Altri macro-nutrienti
Un altra questione relativa alla fase di carico dei carboidrati è quante proteine e  grassi vanno consumati. Se l'introduzione dei carboidrati è adeguata, le proteine e i grassi non hanno effetti sulla resintesi del glicogeno. Comunque molte persone hanno costatato che il consumo di grassi diminuisce l'appetito e dunque potrebbe diminuire l'assunzione dei carboidrati necessari alla ricarica.

Alcuni studi mostrano che una assunzione più alta nella percentuale di carboidrati che non nella percentuale di proteine , può incrementare la naturale produzione di testosterone. Questo è anche ciò che accade nelle prime 24 ore della ricarica dei carboidrati, in cui le percentuali sono 70% carbo, 15% Prot., e 15% grassi.

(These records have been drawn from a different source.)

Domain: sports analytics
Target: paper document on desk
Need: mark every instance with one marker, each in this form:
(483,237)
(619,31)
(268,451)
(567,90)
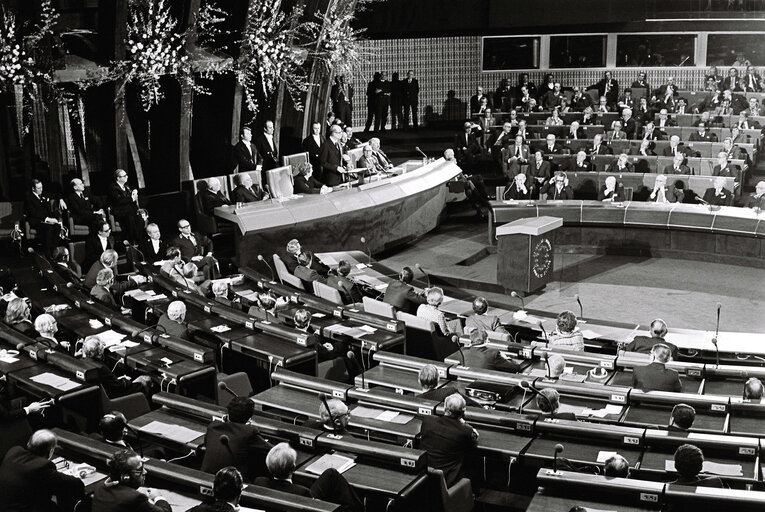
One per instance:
(329,460)
(712,467)
(54,381)
(174,432)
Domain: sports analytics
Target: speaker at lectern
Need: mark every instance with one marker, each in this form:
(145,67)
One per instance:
(525,253)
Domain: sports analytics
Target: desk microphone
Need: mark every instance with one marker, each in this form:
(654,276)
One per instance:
(363,240)
(419,267)
(224,387)
(261,258)
(456,339)
(558,449)
(518,296)
(581,308)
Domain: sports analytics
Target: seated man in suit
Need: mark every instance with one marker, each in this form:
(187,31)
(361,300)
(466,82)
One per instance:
(172,322)
(120,490)
(682,418)
(448,439)
(349,290)
(611,191)
(644,344)
(115,387)
(101,291)
(689,462)
(234,442)
(152,247)
(81,208)
(655,376)
(753,389)
(197,249)
(29,478)
(245,192)
(305,183)
(481,320)
(548,401)
(331,486)
(401,295)
(478,355)
(718,195)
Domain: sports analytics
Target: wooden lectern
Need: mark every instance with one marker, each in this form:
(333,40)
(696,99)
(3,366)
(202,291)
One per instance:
(525,253)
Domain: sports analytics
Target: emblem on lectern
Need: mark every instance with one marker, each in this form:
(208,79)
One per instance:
(541,258)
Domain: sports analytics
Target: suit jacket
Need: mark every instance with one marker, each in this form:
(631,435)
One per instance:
(114,497)
(246,160)
(330,158)
(246,449)
(644,344)
(241,194)
(403,297)
(303,185)
(447,441)
(94,249)
(724,199)
(172,327)
(29,482)
(121,201)
(149,254)
(655,377)
(268,155)
(309,146)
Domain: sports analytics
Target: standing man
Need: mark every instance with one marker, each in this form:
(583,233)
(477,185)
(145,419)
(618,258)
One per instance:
(245,155)
(266,147)
(342,100)
(410,93)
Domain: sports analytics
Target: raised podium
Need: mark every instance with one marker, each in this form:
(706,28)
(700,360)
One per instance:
(525,253)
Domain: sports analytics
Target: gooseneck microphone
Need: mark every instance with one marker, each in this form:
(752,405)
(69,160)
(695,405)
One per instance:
(558,449)
(224,387)
(419,267)
(363,241)
(261,258)
(456,339)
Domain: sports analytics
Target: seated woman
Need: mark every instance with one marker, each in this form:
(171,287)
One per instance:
(430,311)
(567,335)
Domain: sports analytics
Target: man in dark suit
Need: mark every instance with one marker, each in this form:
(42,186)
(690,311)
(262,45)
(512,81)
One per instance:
(265,145)
(245,191)
(644,344)
(41,217)
(213,197)
(119,492)
(196,248)
(448,439)
(244,153)
(81,208)
(97,242)
(93,351)
(331,158)
(654,376)
(410,93)
(123,202)
(152,247)
(28,478)
(312,145)
(401,295)
(235,443)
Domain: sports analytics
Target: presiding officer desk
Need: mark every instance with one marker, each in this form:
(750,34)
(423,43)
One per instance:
(387,212)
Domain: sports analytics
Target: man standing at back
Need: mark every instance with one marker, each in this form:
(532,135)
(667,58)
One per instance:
(447,439)
(655,376)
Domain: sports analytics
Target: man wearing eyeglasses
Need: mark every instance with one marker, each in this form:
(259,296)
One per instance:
(120,490)
(197,249)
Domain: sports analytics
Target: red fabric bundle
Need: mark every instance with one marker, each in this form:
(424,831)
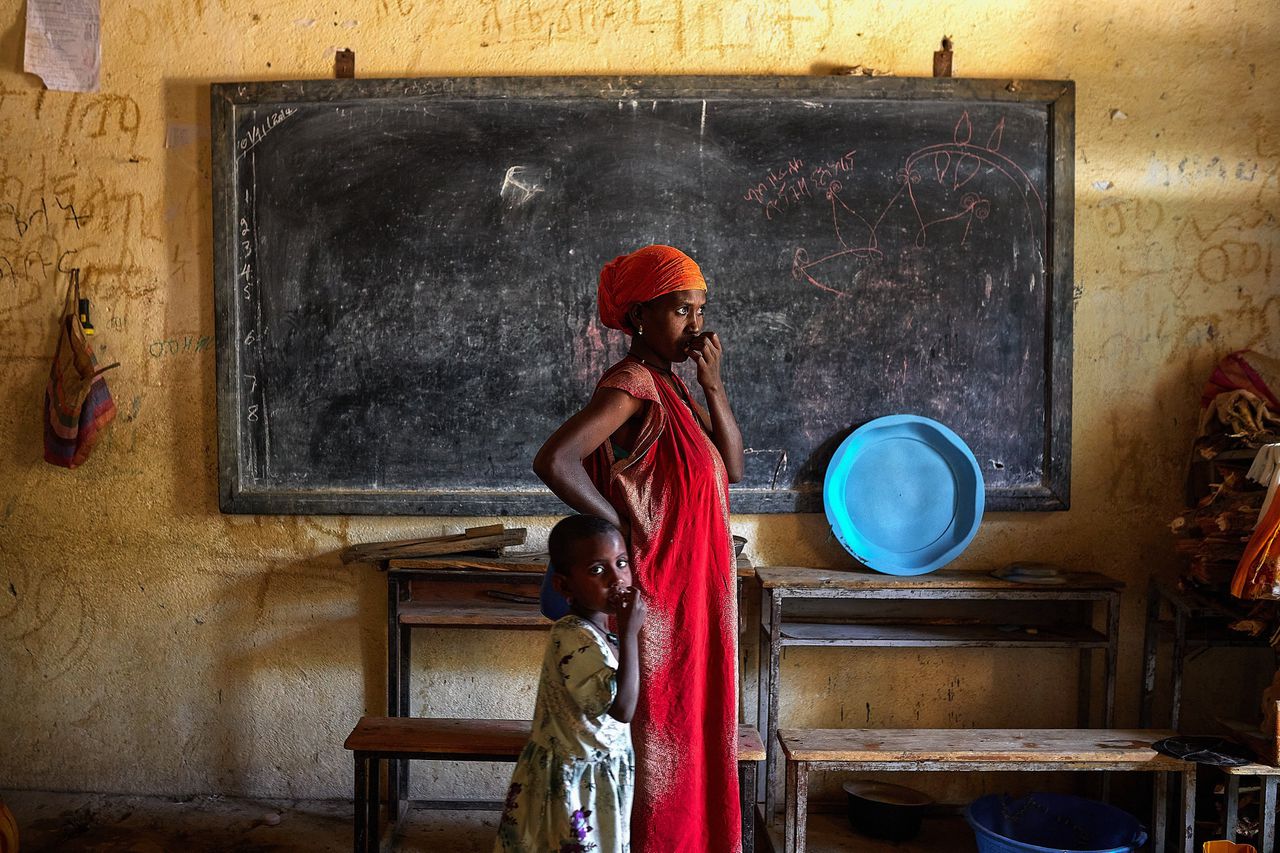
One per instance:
(77,401)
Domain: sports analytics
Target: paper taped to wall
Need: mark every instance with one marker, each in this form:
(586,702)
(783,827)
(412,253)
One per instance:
(63,44)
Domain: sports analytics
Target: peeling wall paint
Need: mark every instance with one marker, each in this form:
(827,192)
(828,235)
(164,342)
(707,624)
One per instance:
(150,644)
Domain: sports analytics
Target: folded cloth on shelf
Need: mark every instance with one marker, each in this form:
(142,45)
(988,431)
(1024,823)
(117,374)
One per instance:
(1266,471)
(1257,574)
(77,401)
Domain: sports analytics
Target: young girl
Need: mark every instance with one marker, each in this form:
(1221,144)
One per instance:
(572,787)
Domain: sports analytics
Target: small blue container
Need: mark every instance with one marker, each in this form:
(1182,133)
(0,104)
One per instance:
(1052,824)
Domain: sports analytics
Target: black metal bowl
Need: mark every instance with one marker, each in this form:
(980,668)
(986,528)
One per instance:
(885,811)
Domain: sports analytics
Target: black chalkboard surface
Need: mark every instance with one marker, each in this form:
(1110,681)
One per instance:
(406,274)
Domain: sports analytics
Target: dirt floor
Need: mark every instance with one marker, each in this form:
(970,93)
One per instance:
(112,824)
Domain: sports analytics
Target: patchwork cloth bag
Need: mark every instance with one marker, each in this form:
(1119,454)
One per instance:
(77,401)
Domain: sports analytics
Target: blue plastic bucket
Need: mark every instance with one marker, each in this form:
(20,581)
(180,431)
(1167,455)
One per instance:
(1052,824)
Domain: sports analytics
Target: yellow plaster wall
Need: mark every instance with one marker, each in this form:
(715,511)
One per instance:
(149,643)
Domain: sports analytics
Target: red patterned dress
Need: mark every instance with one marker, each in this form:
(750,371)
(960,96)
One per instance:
(673,491)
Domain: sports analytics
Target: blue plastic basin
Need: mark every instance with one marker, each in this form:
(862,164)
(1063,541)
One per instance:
(1052,824)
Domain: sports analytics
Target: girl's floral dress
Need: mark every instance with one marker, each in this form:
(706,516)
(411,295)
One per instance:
(572,785)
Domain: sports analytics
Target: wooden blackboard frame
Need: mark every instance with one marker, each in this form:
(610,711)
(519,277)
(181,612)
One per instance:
(237,492)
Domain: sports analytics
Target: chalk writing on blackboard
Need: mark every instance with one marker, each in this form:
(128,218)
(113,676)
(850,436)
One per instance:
(951,165)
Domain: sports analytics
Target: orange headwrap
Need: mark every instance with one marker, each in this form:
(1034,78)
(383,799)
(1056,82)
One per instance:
(644,274)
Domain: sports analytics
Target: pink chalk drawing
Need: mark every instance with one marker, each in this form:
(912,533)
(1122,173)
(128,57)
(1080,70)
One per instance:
(950,165)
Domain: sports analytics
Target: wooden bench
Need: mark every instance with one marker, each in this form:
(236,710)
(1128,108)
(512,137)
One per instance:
(977,749)
(376,739)
(1267,778)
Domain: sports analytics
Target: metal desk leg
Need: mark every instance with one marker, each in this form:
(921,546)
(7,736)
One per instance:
(746,802)
(1159,811)
(360,803)
(1179,656)
(393,687)
(1189,810)
(374,775)
(1084,692)
(1109,711)
(1267,842)
(798,807)
(1233,807)
(772,747)
(1150,648)
(406,646)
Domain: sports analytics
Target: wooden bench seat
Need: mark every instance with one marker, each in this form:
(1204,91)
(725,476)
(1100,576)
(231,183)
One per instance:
(978,749)
(376,739)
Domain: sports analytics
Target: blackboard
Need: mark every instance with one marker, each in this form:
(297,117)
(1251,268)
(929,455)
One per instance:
(406,274)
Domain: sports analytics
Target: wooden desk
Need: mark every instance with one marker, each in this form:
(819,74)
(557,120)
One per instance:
(789,617)
(472,593)
(982,749)
(1193,621)
(1267,778)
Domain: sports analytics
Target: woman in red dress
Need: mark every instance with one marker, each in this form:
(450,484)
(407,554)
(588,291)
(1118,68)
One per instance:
(644,455)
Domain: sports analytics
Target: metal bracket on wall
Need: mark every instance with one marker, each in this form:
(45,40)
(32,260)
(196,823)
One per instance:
(942,59)
(344,64)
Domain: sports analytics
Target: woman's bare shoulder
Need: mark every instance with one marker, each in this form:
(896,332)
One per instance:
(631,377)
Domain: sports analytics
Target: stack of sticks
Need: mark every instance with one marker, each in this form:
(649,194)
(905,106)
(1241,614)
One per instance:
(1214,534)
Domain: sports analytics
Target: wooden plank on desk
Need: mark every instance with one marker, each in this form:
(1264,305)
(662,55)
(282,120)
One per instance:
(926,635)
(472,539)
(1032,746)
(472,615)
(439,737)
(515,562)
(804,578)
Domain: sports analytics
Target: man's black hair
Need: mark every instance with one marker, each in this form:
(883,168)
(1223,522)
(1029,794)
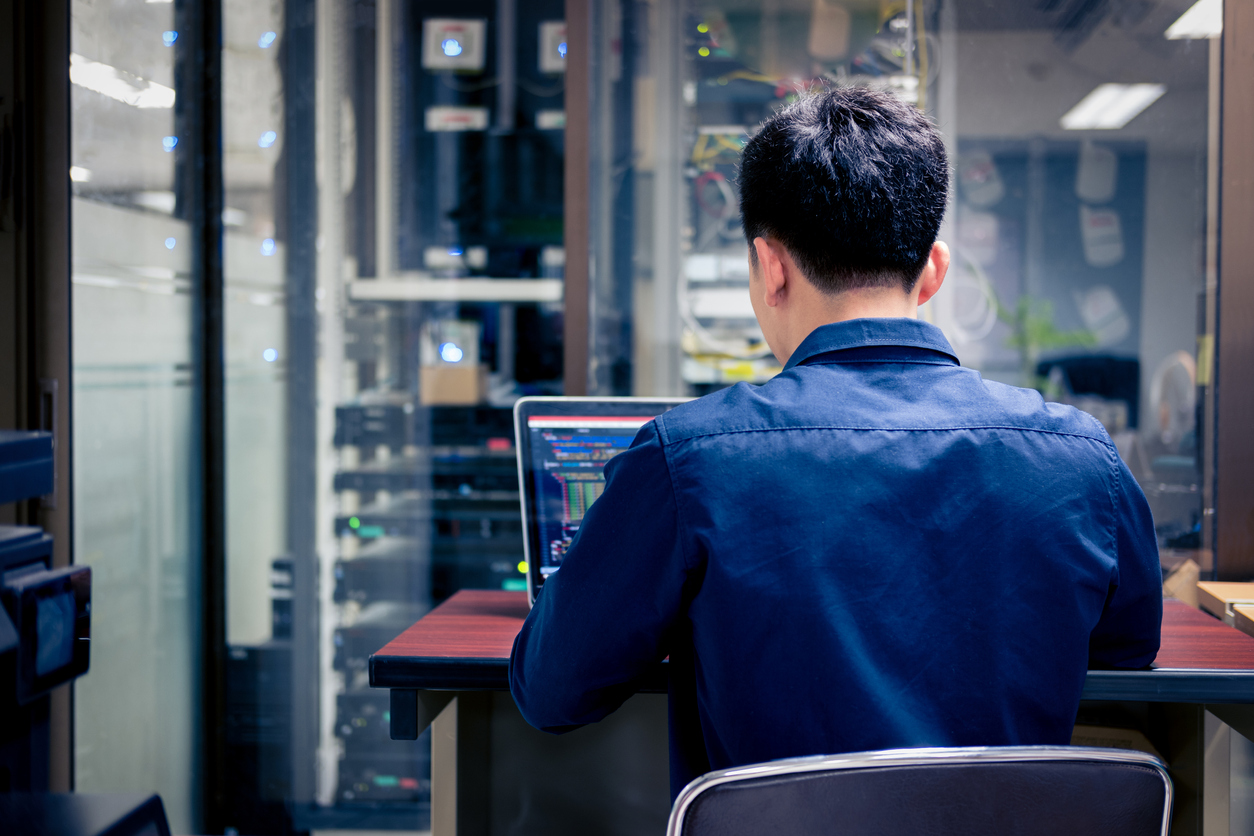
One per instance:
(853,182)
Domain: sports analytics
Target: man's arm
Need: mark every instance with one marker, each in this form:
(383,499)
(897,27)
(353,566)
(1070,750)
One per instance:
(1127,633)
(606,616)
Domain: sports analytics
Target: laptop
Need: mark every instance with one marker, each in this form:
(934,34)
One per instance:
(563,445)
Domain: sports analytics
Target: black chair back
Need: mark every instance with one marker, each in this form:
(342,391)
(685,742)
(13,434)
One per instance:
(1003,791)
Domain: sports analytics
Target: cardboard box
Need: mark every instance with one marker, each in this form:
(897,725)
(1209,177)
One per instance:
(1243,618)
(1183,583)
(452,385)
(1218,597)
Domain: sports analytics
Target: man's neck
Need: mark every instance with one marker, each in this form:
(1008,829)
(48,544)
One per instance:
(815,308)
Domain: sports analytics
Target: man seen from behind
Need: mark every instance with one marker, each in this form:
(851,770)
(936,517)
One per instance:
(874,549)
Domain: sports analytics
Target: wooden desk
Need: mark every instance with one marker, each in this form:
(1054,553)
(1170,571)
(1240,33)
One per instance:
(464,643)
(462,649)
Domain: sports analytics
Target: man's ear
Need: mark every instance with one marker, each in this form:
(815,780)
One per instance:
(774,273)
(933,272)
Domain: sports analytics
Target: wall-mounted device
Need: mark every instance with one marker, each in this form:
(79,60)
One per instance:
(553,47)
(454,44)
(45,617)
(47,614)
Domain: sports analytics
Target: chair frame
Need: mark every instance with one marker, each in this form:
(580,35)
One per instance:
(917,757)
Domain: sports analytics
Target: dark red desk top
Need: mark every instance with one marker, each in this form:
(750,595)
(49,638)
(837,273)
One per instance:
(464,643)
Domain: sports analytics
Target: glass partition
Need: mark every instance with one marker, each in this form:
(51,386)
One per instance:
(136,463)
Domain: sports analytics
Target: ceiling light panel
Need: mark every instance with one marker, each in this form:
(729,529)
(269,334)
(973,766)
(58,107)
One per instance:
(1204,19)
(119,84)
(1110,107)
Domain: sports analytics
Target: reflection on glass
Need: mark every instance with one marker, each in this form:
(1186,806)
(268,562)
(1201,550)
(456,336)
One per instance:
(134,464)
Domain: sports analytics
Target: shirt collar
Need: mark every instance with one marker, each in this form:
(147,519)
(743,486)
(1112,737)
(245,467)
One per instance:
(869,332)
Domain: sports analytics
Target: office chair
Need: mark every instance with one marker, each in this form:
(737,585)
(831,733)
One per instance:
(980,791)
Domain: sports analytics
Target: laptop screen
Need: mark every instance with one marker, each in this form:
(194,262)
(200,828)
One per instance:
(563,448)
(568,463)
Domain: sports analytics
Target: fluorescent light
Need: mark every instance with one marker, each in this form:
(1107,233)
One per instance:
(119,84)
(1111,105)
(1204,19)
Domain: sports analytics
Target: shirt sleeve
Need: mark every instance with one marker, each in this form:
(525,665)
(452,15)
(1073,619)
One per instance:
(1129,631)
(606,617)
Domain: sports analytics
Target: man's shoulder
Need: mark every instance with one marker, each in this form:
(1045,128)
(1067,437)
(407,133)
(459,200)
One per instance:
(957,400)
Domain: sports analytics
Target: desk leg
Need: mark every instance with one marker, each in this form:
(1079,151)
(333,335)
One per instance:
(459,766)
(413,711)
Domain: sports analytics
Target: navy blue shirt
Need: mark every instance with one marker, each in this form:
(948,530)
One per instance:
(875,549)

Molti bodybuilder potrebbero sostenere che il 15% di proteine è troppo poco, ma non è così. Prima di tutto una dieta ipercalorica è dimostrato che incrementa la ritenzione di azoto e quindi diminuisce il fabbisogno proteico. Un buono studio, i cui soggetti hanno mangiato sempre la stessa quantità di proteine, 1,25 g/Kg/al giorno, ma con quantità diverse di calorie complessive, ha dimostrato che un aumento del 15% delle calorie ha favorito la ritenzione di azoto tra i 7,2 mg/Kg/giorno ed i 23,8. Quando l'assunzione calorica è stata aumentata del 30% rispetto ai veri fabbisogni, l'equilibrio dell'azoto ha raggiunto il valore di 33,3 mg/Kg/ al giorno. Inoltre dato che l'apporto calorico è alto, il 15% di proteine rappresenta comunque una quota che si aggira attorno ai 2 grammi per Kg di peso corporeo.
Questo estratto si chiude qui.